【パルタージュ】

画家が感じた ParisとFukui

2019/09/06

『バルコニーの花』 ©Tomoko Iozaki

 画家・熊谷守一(1880〜1977年)の晩年を描いた映画「モリのいる場所」を見て彼の作品に関心を持つようになり、パリに戻る直前『熊谷守一記念館』を訪れた。
 彼の晩年の作品は、モチーフを直接見ながら描くのではなく、長い観察とデッサンをもとに、固有色にとらわれない自由な色面で構成されていて、大胆に単純化した構図に驚かされる。
(映画で見た)小さな森のような画家の住まいはもう存在していないが、一昨年訪れた「子規庵」に重なった。
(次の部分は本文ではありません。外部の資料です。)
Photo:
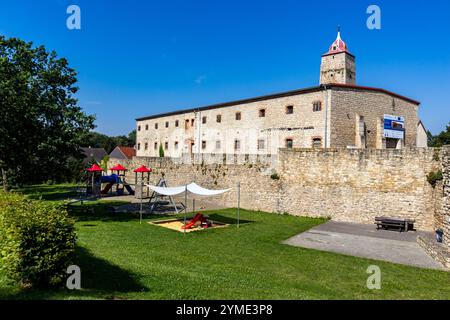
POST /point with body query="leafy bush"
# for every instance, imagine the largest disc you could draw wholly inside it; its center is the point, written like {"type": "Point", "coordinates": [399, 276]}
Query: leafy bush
{"type": "Point", "coordinates": [37, 241]}
{"type": "Point", "coordinates": [434, 177]}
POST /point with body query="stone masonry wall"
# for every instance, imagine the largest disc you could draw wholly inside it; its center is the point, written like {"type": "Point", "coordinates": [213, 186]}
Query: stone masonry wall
{"type": "Point", "coordinates": [343, 184]}
{"type": "Point", "coordinates": [347, 104]}
{"type": "Point", "coordinates": [445, 155]}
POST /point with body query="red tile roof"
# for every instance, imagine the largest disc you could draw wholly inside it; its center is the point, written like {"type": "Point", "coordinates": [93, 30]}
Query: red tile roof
{"type": "Point", "coordinates": [129, 152]}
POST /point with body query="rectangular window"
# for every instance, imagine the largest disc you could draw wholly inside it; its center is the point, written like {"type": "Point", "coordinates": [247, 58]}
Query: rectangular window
{"type": "Point", "coordinates": [237, 145]}
{"type": "Point", "coordinates": [289, 109]}
{"type": "Point", "coordinates": [289, 143]}
{"type": "Point", "coordinates": [317, 106]}
{"type": "Point", "coordinates": [261, 144]}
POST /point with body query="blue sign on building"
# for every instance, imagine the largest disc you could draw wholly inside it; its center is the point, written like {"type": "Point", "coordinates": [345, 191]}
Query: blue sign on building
{"type": "Point", "coordinates": [394, 127]}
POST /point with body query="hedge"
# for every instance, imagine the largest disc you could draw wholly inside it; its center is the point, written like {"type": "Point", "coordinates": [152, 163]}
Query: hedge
{"type": "Point", "coordinates": [37, 241]}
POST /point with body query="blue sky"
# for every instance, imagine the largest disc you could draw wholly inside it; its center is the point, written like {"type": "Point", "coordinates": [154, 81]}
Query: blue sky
{"type": "Point", "coordinates": [137, 58]}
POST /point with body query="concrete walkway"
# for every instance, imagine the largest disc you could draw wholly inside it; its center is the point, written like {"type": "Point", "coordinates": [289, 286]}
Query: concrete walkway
{"type": "Point", "coordinates": [366, 241]}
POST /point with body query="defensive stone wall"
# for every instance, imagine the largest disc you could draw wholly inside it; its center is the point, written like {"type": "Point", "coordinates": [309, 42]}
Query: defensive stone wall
{"type": "Point", "coordinates": [353, 185]}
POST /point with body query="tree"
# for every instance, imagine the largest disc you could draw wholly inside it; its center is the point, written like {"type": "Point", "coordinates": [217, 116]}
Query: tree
{"type": "Point", "coordinates": [441, 139]}
{"type": "Point", "coordinates": [41, 125]}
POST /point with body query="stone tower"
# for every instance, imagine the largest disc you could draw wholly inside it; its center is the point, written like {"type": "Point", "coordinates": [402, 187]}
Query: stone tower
{"type": "Point", "coordinates": [338, 64]}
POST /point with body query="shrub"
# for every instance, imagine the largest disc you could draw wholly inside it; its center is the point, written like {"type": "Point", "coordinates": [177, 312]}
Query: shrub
{"type": "Point", "coordinates": [37, 241]}
{"type": "Point", "coordinates": [434, 177]}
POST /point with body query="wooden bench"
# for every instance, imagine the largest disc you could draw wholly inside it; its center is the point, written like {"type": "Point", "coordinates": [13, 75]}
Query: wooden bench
{"type": "Point", "coordinates": [394, 223]}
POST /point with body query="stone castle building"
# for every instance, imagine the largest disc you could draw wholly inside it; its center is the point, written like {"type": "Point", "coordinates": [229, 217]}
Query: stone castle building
{"type": "Point", "coordinates": [337, 113]}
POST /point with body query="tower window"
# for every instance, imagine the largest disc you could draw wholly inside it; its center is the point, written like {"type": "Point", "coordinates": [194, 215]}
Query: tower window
{"type": "Point", "coordinates": [237, 145]}
{"type": "Point", "coordinates": [289, 109]}
{"type": "Point", "coordinates": [317, 106]}
{"type": "Point", "coordinates": [317, 143]}
{"type": "Point", "coordinates": [289, 143]}
{"type": "Point", "coordinates": [261, 144]}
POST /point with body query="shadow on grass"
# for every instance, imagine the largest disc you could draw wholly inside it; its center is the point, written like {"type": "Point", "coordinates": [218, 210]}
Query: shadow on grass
{"type": "Point", "coordinates": [49, 192]}
{"type": "Point", "coordinates": [99, 280]}
{"type": "Point", "coordinates": [100, 211]}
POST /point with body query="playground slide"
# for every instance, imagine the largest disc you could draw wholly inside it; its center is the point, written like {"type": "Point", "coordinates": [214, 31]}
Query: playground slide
{"type": "Point", "coordinates": [129, 189]}
{"type": "Point", "coordinates": [107, 188]}
{"type": "Point", "coordinates": [198, 217]}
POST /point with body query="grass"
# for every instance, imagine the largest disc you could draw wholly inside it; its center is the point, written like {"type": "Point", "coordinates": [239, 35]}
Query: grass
{"type": "Point", "coordinates": [122, 259]}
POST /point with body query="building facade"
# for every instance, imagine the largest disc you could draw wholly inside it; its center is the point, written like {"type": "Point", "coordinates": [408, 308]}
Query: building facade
{"type": "Point", "coordinates": [337, 113]}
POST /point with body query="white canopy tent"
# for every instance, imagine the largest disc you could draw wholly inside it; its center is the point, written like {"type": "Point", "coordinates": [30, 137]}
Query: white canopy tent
{"type": "Point", "coordinates": [192, 188]}
{"type": "Point", "coordinates": [195, 191]}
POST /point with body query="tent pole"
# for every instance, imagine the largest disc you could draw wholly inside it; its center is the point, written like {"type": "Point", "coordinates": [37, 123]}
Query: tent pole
{"type": "Point", "coordinates": [239, 202]}
{"type": "Point", "coordinates": [140, 210]}
{"type": "Point", "coordinates": [185, 209]}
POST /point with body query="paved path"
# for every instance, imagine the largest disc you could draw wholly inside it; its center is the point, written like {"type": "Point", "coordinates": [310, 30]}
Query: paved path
{"type": "Point", "coordinates": [366, 241]}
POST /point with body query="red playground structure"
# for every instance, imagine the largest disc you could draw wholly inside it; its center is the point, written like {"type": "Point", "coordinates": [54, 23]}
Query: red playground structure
{"type": "Point", "coordinates": [198, 220]}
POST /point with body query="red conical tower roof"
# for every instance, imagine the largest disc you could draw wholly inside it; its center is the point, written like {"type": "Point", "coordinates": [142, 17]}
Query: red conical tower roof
{"type": "Point", "coordinates": [338, 45]}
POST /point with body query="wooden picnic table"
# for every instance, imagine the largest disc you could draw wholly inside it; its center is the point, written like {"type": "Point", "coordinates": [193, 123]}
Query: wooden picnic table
{"type": "Point", "coordinates": [397, 223]}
正岡子規もまた味わい深い作品を描いていて、自宅で多くの時間を過ごした人生は2人の共通点だと気がついた。
 守一の人生を象徴するように、映画の中で自宅の庭に寝転んでアリを眺めているシーンがあった。「アリは左の2番目の足から歩き出す」と語る彼は大きなアリを描いたが、効率を考えて生き急いでいる私にとってそのアリはとても小さいものに見えた。

画家/五百崎 智子
1971年、福井市生まれ。福井大学美術科、大学院で油絵を学ぶ。今年は6月から7月にかけて福井を拠点に京都や金沢、東京と移動しながら過ごした。約1ヶ月半ぶりに戻ったパリでは40度を超える猛暑に見舞われた日もあった。